I visit Walmart about once a month. It's off my beaten path, but carries a few items that are so inexpensive it's worth stopping by to stock up. The "site-to-store" free-shipping is hard to resist too. The SKUs and the shelf layout hardly change, which makes the shopping quick and easy. That also makes the changes stand out.
The last time I went a few days ago, one thing stood out: no tube televisions.
Over the past several years, the shelf-space for tube televisions had shrunk to a single side wall. Then half of that. Prices plummeted. At the end, Walmart was obviously shedding inventory. And where Walmart plants its giant retail feet, there for good or ill can be found the smack dab median of American consumer supply and demand.
The television tube is dead. Long live the television set!
Fanatics still buy turntables and tube amplifiers. But the television cathode ray tube is a bulky kludge that has little to recommend over its technological replacements. Like the internal combustion engine, the real miracle of this Rube Goldberg contraption is not that it can be made so inexpensively, but that it works at all.
The CRT is the last true vacuum tube--a filament, cathode, grid and anode sealed inside of glass and depleted of air--found in consumer electronics. For decades after the introduction of the transistor, a television set had two vacuum tubes: the CRT and the high-voltage rectifier that charges the anode. The latter was long ago replaced by silicon devices.
While the typical "radio tube" has a few hundred volts at the anode, the CRT requires tens of thousands. It's a cliche that the computing power of a Cray supercomputer can be packed into a cell phone. Less appreciated is that for half a century, a large proportion of the world's population had a small linear accelerator sitting in a corner of their living rooms.

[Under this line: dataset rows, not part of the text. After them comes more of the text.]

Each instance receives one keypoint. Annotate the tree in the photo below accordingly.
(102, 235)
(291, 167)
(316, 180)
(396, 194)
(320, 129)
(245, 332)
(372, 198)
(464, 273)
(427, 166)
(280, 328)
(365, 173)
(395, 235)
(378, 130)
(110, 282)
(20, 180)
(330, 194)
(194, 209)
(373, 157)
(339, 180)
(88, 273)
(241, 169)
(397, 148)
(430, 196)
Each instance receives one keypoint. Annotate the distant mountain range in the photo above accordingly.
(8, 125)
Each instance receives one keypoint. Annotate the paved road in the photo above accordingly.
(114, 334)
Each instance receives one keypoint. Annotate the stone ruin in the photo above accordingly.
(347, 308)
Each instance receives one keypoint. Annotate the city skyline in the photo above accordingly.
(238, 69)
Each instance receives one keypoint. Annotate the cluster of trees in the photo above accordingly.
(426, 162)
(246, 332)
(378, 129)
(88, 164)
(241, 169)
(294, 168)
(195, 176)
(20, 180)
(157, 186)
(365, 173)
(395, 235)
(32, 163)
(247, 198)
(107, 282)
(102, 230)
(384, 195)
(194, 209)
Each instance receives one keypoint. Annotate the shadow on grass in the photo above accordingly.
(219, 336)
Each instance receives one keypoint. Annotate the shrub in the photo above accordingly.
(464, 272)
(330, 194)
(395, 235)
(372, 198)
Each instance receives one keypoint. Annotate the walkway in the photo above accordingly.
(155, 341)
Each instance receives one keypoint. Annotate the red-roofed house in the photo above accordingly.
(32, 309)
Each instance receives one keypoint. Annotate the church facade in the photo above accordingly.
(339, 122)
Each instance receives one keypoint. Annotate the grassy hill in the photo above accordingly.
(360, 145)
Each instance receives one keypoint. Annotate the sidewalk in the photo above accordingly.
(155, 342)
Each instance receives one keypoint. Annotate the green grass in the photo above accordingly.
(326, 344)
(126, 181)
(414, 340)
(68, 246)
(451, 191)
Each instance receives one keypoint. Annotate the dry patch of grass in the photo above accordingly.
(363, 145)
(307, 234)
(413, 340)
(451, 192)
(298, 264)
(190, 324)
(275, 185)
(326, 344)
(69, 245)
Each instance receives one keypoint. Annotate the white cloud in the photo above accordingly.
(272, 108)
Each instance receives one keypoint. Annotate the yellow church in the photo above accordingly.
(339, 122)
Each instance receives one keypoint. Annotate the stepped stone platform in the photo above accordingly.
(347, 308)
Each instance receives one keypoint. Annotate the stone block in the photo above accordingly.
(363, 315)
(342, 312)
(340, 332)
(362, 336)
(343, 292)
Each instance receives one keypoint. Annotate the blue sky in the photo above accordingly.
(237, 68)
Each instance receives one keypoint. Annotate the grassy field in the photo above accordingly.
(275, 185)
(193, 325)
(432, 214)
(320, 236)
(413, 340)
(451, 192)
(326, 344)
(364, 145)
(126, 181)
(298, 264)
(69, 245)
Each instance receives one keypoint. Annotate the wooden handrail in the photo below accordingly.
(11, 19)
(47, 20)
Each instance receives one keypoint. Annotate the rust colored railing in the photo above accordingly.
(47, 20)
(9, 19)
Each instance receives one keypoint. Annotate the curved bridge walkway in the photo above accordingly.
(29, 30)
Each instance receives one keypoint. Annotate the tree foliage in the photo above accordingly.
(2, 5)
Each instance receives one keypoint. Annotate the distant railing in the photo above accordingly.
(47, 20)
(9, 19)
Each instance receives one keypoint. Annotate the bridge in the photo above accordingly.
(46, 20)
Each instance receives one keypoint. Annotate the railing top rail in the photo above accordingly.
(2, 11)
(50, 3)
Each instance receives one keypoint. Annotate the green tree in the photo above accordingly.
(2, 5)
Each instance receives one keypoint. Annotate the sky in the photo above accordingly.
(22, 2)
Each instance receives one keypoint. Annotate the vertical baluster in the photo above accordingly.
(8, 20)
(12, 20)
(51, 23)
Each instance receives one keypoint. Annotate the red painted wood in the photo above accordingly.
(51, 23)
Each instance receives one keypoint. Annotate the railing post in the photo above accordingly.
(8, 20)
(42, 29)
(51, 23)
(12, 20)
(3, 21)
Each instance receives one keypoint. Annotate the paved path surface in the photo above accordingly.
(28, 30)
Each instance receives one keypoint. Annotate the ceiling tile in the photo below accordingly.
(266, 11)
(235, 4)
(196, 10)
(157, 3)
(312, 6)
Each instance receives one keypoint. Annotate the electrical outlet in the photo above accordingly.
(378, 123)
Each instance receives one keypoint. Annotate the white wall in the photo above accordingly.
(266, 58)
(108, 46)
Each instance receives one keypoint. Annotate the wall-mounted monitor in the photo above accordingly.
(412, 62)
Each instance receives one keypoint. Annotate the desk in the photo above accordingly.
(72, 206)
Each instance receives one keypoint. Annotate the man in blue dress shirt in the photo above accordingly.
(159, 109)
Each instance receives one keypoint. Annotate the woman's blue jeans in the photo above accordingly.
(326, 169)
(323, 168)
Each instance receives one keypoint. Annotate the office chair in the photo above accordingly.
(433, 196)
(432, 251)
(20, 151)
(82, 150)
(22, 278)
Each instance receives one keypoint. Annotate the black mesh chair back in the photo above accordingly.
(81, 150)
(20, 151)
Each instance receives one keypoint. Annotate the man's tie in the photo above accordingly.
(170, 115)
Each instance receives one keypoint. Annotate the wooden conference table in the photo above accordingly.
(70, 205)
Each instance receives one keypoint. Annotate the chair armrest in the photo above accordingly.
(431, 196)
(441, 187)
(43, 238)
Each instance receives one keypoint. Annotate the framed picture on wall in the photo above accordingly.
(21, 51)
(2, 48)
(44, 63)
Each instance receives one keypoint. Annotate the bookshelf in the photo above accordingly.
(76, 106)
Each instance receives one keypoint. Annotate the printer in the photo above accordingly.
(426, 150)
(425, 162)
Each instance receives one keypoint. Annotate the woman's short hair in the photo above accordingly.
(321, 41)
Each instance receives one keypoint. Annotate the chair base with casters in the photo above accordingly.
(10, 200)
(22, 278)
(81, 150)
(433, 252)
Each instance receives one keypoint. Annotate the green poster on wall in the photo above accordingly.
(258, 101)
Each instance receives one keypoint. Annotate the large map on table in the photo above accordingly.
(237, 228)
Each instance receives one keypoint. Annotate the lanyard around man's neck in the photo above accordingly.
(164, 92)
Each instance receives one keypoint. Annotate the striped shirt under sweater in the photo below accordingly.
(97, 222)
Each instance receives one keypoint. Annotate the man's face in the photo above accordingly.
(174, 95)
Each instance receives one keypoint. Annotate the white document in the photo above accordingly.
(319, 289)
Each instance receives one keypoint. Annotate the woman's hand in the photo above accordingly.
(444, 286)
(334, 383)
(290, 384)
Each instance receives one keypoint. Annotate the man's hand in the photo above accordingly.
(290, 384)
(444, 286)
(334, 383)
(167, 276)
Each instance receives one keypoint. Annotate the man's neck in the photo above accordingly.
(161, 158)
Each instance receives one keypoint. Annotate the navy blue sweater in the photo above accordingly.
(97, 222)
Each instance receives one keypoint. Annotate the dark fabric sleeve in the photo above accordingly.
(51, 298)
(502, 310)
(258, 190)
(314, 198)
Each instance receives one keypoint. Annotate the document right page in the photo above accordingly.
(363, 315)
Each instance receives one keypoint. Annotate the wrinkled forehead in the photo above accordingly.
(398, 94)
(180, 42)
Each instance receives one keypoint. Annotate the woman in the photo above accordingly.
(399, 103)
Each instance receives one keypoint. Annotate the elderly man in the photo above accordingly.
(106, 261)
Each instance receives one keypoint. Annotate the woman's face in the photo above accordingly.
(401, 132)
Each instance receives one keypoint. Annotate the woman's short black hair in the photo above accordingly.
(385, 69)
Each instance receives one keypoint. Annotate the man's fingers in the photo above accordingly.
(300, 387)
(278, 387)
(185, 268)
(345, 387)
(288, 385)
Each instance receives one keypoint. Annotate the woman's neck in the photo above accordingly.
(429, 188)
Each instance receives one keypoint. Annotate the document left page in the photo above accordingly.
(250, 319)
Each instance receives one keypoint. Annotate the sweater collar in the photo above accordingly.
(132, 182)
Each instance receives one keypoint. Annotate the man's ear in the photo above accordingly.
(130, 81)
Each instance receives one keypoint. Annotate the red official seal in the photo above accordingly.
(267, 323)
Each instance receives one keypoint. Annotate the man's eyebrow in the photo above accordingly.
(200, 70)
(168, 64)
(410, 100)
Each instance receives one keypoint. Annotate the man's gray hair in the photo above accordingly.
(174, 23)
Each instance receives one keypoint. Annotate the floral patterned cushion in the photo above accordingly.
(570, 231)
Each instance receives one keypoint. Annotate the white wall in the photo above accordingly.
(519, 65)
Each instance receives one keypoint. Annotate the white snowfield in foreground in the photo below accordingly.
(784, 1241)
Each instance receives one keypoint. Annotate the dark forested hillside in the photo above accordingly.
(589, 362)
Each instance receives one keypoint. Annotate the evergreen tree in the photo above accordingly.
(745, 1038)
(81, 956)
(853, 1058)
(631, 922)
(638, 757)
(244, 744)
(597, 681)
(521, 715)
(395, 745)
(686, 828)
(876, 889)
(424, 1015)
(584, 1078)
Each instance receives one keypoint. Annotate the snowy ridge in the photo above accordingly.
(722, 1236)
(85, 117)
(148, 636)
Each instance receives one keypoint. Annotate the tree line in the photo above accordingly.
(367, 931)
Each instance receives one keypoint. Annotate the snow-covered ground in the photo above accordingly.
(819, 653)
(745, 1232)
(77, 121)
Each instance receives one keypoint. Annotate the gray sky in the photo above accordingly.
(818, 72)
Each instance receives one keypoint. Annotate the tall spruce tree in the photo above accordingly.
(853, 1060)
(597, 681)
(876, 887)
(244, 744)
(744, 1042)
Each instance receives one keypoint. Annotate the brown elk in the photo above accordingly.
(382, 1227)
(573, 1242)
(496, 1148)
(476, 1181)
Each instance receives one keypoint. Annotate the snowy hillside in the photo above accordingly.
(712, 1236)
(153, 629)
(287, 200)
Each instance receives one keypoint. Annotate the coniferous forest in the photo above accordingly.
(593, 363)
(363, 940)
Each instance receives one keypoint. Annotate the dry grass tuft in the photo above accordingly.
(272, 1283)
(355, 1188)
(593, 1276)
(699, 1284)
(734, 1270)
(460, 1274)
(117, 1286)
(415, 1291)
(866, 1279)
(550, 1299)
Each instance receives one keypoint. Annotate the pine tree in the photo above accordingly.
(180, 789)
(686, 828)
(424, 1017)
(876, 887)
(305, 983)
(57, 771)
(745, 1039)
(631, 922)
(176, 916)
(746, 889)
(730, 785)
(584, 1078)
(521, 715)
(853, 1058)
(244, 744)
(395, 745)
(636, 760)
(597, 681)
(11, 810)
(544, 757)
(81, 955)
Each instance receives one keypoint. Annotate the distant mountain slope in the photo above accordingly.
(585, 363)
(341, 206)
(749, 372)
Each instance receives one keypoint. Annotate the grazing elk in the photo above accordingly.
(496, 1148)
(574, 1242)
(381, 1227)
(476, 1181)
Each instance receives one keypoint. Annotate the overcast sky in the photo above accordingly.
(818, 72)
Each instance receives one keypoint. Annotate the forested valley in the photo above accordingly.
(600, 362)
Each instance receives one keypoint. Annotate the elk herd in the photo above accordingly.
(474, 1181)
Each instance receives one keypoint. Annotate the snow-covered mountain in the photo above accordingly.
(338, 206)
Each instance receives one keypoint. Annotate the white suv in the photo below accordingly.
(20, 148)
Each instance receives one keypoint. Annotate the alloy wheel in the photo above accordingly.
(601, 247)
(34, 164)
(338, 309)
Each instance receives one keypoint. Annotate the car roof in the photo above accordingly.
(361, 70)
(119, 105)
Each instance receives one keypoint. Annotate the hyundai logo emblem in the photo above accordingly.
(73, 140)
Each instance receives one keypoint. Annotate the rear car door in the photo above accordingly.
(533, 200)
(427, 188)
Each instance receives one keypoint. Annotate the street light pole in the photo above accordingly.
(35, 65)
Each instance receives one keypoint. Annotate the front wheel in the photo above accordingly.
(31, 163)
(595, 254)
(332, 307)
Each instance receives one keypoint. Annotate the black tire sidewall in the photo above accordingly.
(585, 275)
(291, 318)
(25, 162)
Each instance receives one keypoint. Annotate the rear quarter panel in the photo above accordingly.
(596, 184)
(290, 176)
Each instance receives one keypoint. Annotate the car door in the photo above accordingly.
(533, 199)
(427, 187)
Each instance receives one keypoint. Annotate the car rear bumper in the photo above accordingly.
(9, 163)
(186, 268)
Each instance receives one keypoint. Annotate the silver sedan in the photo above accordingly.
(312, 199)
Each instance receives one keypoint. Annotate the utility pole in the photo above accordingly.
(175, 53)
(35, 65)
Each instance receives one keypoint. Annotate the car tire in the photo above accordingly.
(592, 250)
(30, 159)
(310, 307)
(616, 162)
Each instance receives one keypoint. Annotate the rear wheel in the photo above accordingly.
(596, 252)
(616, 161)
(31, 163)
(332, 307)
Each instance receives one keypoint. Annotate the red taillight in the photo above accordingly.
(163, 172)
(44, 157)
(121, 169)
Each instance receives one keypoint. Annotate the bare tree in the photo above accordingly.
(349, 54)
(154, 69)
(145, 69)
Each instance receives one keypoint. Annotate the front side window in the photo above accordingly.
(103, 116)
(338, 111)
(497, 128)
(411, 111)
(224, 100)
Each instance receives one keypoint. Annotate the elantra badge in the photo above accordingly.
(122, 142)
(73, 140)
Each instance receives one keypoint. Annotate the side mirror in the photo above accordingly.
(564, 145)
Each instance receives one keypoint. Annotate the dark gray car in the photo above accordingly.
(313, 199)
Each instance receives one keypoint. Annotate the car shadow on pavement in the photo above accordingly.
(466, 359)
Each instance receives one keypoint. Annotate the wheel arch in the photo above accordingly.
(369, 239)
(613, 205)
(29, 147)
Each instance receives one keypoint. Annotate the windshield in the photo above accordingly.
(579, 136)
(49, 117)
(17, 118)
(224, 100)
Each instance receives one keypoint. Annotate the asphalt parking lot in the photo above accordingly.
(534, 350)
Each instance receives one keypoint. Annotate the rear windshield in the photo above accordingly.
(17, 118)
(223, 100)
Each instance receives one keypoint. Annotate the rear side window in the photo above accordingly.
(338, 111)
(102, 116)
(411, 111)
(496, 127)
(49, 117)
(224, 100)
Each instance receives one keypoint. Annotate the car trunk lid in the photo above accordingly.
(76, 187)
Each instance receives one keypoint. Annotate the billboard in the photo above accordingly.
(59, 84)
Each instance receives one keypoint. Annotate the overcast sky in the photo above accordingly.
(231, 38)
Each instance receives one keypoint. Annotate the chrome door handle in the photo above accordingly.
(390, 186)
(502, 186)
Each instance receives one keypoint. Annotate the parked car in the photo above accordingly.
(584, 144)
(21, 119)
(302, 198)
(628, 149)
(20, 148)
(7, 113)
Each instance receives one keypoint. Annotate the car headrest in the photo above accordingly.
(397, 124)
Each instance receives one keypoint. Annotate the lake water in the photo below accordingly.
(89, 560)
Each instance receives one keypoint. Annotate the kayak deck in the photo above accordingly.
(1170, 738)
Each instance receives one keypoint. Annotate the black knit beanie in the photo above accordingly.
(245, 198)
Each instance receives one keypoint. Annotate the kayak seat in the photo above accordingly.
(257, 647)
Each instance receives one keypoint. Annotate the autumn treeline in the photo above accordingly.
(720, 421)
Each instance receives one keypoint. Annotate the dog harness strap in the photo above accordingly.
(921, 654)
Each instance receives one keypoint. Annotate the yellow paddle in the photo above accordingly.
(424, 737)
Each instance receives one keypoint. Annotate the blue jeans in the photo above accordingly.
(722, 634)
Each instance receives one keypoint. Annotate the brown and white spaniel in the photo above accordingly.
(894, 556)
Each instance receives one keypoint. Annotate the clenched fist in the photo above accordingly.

It's also become a cliche to remark about how complex the technological world is becoming. But as materials science and manufacturing improves, and Moore's and
Shannon's laws reach their limits (plus the very non-theoretical problem of heat dissipation), the macro can only grow to the extent that the micro gets simpler.
The junction transistor (1947) is a simpler device than a vacuum tube (though the underlying physics is a bear). The field-effect transistor--most common today--is simpler than the junction transistor (and more analogous to a vacuum tube). It was theoretically described in 1925, but the necessary silicon purities weren't possible until 1952.
Philo Farnsworth's scanning electron beam television was the best version possible with 1920's technology. The plasma television is a lot simpler. It was conceptualized in 1936, but the electronics and manufacturing techniques would take 30 years to catch up. And another 30 years to make economical as a CRT replacement.
An all-electric car is mechanically much more simple than the internal combustion engine. But as is often the case, we're better at improving old technology than making new technology affordable. The laws of thermodynamics--the enormous amount of energy stored in a gallon of gasoline--is the higher hurdle here.
With consumer electronics, when all that has to be moved are electrons and photons (and a finger to operate the remote), Moore's law rules the roost. Smaller, cheaper, faster keeps getting smaller, cheaper and faster. The CD wiped out a century of technology in a decade. The DVD took out VHS even faster. I now have a tiny Nokia and no landline.
And yet we still
dial phone numbers. Will we still watch the
tube after the tube is gone? I will for the time being. My boxy old JVC is good enough. Though if I ever move, it won't come with. When I was at Walmart, I easily lifted a flat screen the same size. The last time I moved that JVC around, I nearly put my middle-aged back out.
Besides, winter's coming. It's the closest thing I've got to a fireplace: big, warm, and impersonally friendly.